AI’s arrival at work reshaping employers’ hunt for talent

PREDICTIONS of imminent AI-driven mass unemployment are likely overblown, but employers will seek workers with different skills as the technology matures, a top executive at global recruiter ManpowerGroup told AFP at Paris’s Vivatech trade fair.
The world’s third-largest staffing firm by revenue ran a startup contest at Vivatech in which one of the contenders was building systems to hire out customizable autonomous AI “agents”, rather than humans.
Their service was reminiscent of a warning last month from Dario Amodei, head of American AI giant Anthropic, that the technology could wipe out half of entry-level white-collar jobs within one to five years.
For ManpowerGroup, AI agents are “certainly not going to become our core business any time soon,” the company’s Chief Innovation Officer Tomas Chamorro-Premuzic said.
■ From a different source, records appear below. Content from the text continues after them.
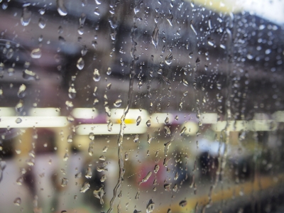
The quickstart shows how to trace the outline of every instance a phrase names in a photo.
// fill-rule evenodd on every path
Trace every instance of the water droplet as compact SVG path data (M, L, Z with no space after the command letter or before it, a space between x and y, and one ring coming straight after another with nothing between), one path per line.
M61 186L62 186L62 187L67 186L67 183L68 183L68 181L69 181L68 179L67 179L67 178L62 178L61 179Z
M155 203L153 202L152 199L149 200L148 204L147 204L146 212L150 213L154 210Z
M16 180L16 183L17 183L17 185L22 185L23 182L23 177L18 178L17 179L17 180Z
M143 178L142 180L138 182L138 183L139 185L141 185L142 182L147 182L147 180L149 180L151 175L152 175L152 172L148 172L148 174L145 176L145 178Z
M126 152L124 154L124 160L129 160L129 153L127 152Z
M160 166L157 164L154 168L154 173L157 174L160 169Z
M28 26L30 23L31 11L27 7L23 9L22 16L21 17L21 23L22 26Z
M40 58L41 50L40 48L33 49L31 53L31 57L33 58Z
M172 143L170 141L168 141L168 143L164 144L164 146L165 146L165 156L168 156L168 149L169 149L169 147L170 147L170 144L172 144Z
M108 75L111 74L111 67L107 68L106 74Z
M79 24L80 26L83 26L84 25L84 21L86 21L86 18L87 18L86 14L82 13L81 14L81 16L79 18Z
M26 80L39 80L39 77L36 74L31 70L25 70L23 72L23 77Z
M73 122L73 121L75 121L75 119L74 119L72 116L68 116L67 117L67 121L69 123L72 123L72 122Z
M103 153L106 153L106 151L107 151L107 149L108 149L109 148L107 147L107 146L104 146L104 148L102 149L102 152Z
M97 16L99 16L99 8L96 7L94 11L94 14Z
M41 8L38 10L38 12L40 15L43 15L45 13L45 9L44 8Z
M94 99L94 102L93 102L93 105L96 105L97 103L99 103L99 99Z
M67 138L67 143L72 143L73 142L73 138L72 135L69 135L68 137Z
M111 116L111 110L109 109L109 107L108 106L106 106L104 107L104 109L106 111L107 116L109 117L110 117Z
M175 186L173 188L173 191L174 191L175 192L176 192L178 191L178 185L175 184Z
M44 18L43 18L40 17L40 18L38 19L38 26L39 26L40 28L43 29L43 28L45 27L45 26L46 26L45 20Z
M182 109L182 102L180 102L180 104L178 104L178 106L179 106L178 110L181 111Z
M165 62L168 65L170 65L172 63L172 61L173 61L173 54L172 53L170 53L169 55L168 55L168 56L165 57Z
M170 130L168 126L165 126L165 133L167 136L170 136Z
M58 13L62 16L66 16L67 12L67 9L64 6L64 0L58 0L57 1L57 7L58 7Z
M79 173L75 175L75 178L82 178L82 173Z
M18 104L15 106L16 111L22 111L23 109L23 101L20 100Z
M76 97L76 89L73 87L69 87L68 96L70 99L74 99Z
M180 136L182 136L187 129L185 126L183 126L182 129L180 131Z
M77 62L77 67L79 70L82 70L84 68L84 60L82 58L79 58L78 61Z
M197 31L195 31L195 27L193 26L193 21L192 21L192 20L190 21L190 28L191 28L191 29L192 30L192 31L195 33L195 35L197 35Z
M135 195L135 200L138 200L139 199L139 195L140 195L140 192L139 192L139 191L138 191L137 193L136 193L136 195Z
M139 135L136 134L134 136L133 142L137 143L138 140L139 140Z
M152 43L154 45L155 48L157 48L158 43L159 41L159 28L157 25L155 26L154 31L152 33Z
M210 37L208 37L207 43L210 46L214 46L215 45L214 40L212 38L211 38Z
M109 124L107 124L107 130L109 131L112 131L112 126L114 125L114 124L112 123L111 119L109 120L108 123Z
M12 76L13 75L14 75L14 73L15 73L15 69L14 68L10 67L10 68L8 69L8 75L9 76Z
M23 98L23 97L25 97L26 93L26 87L25 84L21 84L21 85L20 86L20 87L18 88L18 93L17 93L18 97L19 98Z
M94 134L92 132L90 132L89 133L89 138L92 141L93 141L94 139Z
M150 135L148 135L147 142L148 143L151 143L152 142L153 137L151 137Z
M170 15L168 15L168 16L167 17L167 21L168 22L170 23L170 25L171 26L173 26L173 16L172 13L170 13Z
M94 75L93 80L95 82L99 82L101 80L101 76L99 75L99 70L94 69L93 75Z
M104 155L101 155L99 158L99 160L103 160L103 161L104 161L104 160L106 160L106 156L104 156Z
M88 167L84 176L87 178L91 178L92 175L92 168L90 167Z
M102 175L100 180L101 180L101 182L106 181L106 175Z
M181 202L180 202L180 207L184 207L187 204L187 202L186 200L182 200Z
M6 57L7 58L7 59L11 59L11 58L13 57L13 50L12 48L11 48L11 49L9 49L9 50L8 50Z
M88 52L88 48L87 48L86 45L83 45L83 48L81 50L82 56L85 55L87 52Z
M84 34L84 26L81 26L79 27L77 32L79 35L82 36Z
M120 106L121 106L121 103L122 103L122 100L121 100L121 99L117 99L117 100L114 102L114 106L116 106L116 107L119 107Z
M117 20L116 18L114 16L111 16L109 18L109 23L111 28L115 29L117 28Z
M22 122L22 119L21 119L17 118L17 119L16 119L16 124L20 124L20 123L21 123L21 122Z
M170 191L170 185L169 185L168 183L164 184L164 189L166 191Z
M16 199L14 200L14 201L13 201L13 204L14 204L16 206L19 206L19 205L21 205L21 202L22 202L22 200L21 200L20 197L16 198Z
M99 202L101 204L104 204L104 200L102 199L102 197L104 195L104 185L102 185L102 187L97 190L94 190L93 195L94 197L97 197L99 200Z
M82 188L80 190L80 192L81 193L86 192L89 189L90 187L91 187L91 185L89 185L89 182L84 182L83 186L82 187Z
M107 168L104 168L103 166L101 166L101 167L97 166L97 170L99 173L105 172L105 171L107 171Z

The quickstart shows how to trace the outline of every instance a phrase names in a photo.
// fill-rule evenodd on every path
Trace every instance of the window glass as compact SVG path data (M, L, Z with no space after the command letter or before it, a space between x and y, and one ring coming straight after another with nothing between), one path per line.
M1 212L282 212L284 3L0 0Z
“If history shows us one thing, it’s most of these forecasts are wrong.” An International Labour Organization (ILO) report published in May found that around “one in four workers across the world are in an occupation with some degree of exposure” to generative AI models’ capabilities.
“Few jobs are currently at high risk of full automation,” the ILO added. But the UN body also highlighted “rapid expansion of AI capabilities since our previous study” in 2023, including the emergence of “agentic” models more able to act autonomously or semi-autonomously and use software like web browsers and email.
Soft skills
Chamorro-Premuzic predicted that the introduction of efficiency-enhancing AI tools would put pressure on workers, managers and firms to make the most of the time they will save.
“If what happens is that AI helps knowledge workers save 30, 40, maybe 50 per cent of their time, but that time is then wasted on social media, that’s not an increase in net output,” he said.
Adoption of AI could give workers “more time to do creative work” -- or impose “greater standardization of their roles and reduced autonomy,” the ILO said.
There’s general agreement that interpersonal skills and an entrepreneurial attitude will become more important for knowledge workers as their daily tasks shift towards corralling AIs.
Employers identified ethical judgement, customer service, team management and strategic thinking as top skills AI could not replace in a ManpowerGroup survey of over 40,000 employers across 42 countries published this week.